Prologue

There was a moment, somewhere between sleep and consciousness, where I felt it.

That creeping sensation that I wasn’t alone.

The jacket I’d thrown over myself in the absence of a sheet had slipped from my shoulders, the room still holding on to the lingering heat of the previous day, the air musty, the click of the cheap plastic clock ticking from beyond the bedroom door, but there was something else too.

Not the sound of another person breathing – nothing so obvious as that.

Just the cold awareness that someone was lurking there. Watching me in the darkness.

Something inside me, some sense of self-preservation – a thing I’d never been short of – forced my eyes to snap open.

In the same moment, a sharp sensation seared beneath the nail of my big toe.

The figure stood still at the end of the bed, a hand clamping down, securing a vice-like grip around my foot, the silvery glint of the needle protruding from the tip of a thin syringe.

It took a moment for my eyes to focus on the face, too shocked to feel the fear that should have come.

‘You!’ I exclaimed. I followed her gaze to my foot, kicking out at her, though her grasp was surprisingly strong.

‘I wouldn’t do that,’ she warned, pressing my ankle harder into the mattress, her fingers still gripped around the syringe forced into my flesh. The needle shifted beneath my nail and I winced as the steel collided with sensitive nerves, a jolt of pain shooting up the back of my calf.

‘What the hell are you doing?’

She flashed me a smile, then – before I could stop her; before I’d had a chance to think of a way out of this predicament – pressed her thumb down on the end of the syringe.

The effect was instant, her voice distorting in my ears as I felt myself sinking, the heaviness landing on my chest, robbing me of the ability to breathe.

‘Good…’ she said softly, her grip loosening as the needle slid slowly from my toe. ‘That deals with you.’

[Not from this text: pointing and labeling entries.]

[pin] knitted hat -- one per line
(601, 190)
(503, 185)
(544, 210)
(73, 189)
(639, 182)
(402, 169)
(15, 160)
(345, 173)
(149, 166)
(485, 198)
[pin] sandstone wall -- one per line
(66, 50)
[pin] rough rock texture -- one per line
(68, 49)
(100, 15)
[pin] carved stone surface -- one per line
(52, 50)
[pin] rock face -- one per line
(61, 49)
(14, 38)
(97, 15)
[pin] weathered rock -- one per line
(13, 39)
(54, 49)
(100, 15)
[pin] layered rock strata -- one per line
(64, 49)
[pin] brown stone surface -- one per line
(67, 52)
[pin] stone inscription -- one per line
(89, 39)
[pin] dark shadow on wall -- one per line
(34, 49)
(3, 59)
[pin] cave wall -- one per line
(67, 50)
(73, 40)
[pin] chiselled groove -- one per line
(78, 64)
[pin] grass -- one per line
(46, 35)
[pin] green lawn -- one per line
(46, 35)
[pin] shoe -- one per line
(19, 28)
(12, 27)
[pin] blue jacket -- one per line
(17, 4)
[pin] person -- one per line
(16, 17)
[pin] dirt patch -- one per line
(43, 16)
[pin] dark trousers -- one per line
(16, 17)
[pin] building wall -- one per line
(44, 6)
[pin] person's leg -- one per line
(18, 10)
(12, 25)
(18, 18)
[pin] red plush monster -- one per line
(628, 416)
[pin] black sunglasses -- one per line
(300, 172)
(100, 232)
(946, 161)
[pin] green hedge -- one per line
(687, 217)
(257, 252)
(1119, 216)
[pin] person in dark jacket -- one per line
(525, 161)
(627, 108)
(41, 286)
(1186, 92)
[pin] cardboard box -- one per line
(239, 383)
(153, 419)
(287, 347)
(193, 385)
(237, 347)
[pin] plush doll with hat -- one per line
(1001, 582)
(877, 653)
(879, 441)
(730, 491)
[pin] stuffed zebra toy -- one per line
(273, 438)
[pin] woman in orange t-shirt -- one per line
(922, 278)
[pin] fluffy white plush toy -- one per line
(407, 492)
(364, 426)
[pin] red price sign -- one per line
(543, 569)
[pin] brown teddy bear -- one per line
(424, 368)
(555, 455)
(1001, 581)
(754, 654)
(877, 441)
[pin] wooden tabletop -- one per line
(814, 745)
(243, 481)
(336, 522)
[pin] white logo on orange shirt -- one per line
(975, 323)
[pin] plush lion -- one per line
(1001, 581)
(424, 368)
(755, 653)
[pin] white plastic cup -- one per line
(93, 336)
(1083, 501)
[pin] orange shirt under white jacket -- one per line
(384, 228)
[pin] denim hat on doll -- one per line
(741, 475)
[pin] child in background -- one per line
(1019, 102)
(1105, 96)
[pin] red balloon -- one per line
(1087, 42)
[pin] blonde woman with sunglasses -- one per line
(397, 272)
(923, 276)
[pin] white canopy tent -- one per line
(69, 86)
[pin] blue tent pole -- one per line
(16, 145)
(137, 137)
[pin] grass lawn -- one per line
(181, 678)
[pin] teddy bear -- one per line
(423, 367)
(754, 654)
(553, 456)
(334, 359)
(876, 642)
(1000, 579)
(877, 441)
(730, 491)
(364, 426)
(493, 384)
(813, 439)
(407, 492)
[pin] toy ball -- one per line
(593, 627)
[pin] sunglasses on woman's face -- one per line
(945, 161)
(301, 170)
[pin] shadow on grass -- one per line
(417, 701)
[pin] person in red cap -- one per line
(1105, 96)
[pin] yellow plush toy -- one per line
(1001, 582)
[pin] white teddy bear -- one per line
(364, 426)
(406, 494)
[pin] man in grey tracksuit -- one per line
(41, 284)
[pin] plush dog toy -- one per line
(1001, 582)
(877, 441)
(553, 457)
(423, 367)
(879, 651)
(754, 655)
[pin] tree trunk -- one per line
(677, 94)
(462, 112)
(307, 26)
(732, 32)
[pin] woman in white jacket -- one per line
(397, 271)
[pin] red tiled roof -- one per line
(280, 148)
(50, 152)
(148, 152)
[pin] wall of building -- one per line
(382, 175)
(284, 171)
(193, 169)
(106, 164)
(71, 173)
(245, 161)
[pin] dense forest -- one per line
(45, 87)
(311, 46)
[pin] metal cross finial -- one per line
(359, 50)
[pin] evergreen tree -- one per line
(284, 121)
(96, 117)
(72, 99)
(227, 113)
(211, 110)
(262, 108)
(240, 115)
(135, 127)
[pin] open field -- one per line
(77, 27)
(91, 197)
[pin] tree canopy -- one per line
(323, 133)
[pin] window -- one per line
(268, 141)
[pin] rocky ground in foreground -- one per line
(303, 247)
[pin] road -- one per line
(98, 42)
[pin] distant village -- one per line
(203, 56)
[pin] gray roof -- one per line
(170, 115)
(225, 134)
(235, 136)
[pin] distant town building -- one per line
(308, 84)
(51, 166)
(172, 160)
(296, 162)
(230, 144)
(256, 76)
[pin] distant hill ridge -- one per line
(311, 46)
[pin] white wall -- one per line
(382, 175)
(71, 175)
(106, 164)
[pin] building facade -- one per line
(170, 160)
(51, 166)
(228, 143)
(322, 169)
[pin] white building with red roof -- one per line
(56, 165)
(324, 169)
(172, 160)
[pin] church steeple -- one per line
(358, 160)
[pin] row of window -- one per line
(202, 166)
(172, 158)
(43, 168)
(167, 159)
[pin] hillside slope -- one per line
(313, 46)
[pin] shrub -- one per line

My eyes closed against my will, the image of my four-year-old son flashing behind my retinas, a warm heat spreading over my skin as the memory of his laughter echoed in my mind.

I was spinning… drowning… dying . The realisation was so obvious to me, and yet still there was no fear, no pain.

Somewhere deep in the recesses of my mind, I knew it was a side effect of the drugs she’d flooded my bloodstream with, but I couldn’t fight it. I didn’t know how.

‘… not the first one I’ve had to dispose of,’ she was saying, an ethereal, alien tone tingeing her voice, making me wonder if this was even real. ‘Doubt you’ll be the last.’

I hadn’t thought her capable of it… Had never expected this. Not from her.

There was the sound of footsteps retreating as I tried and failed to suck in a breath. And then there was only darkness.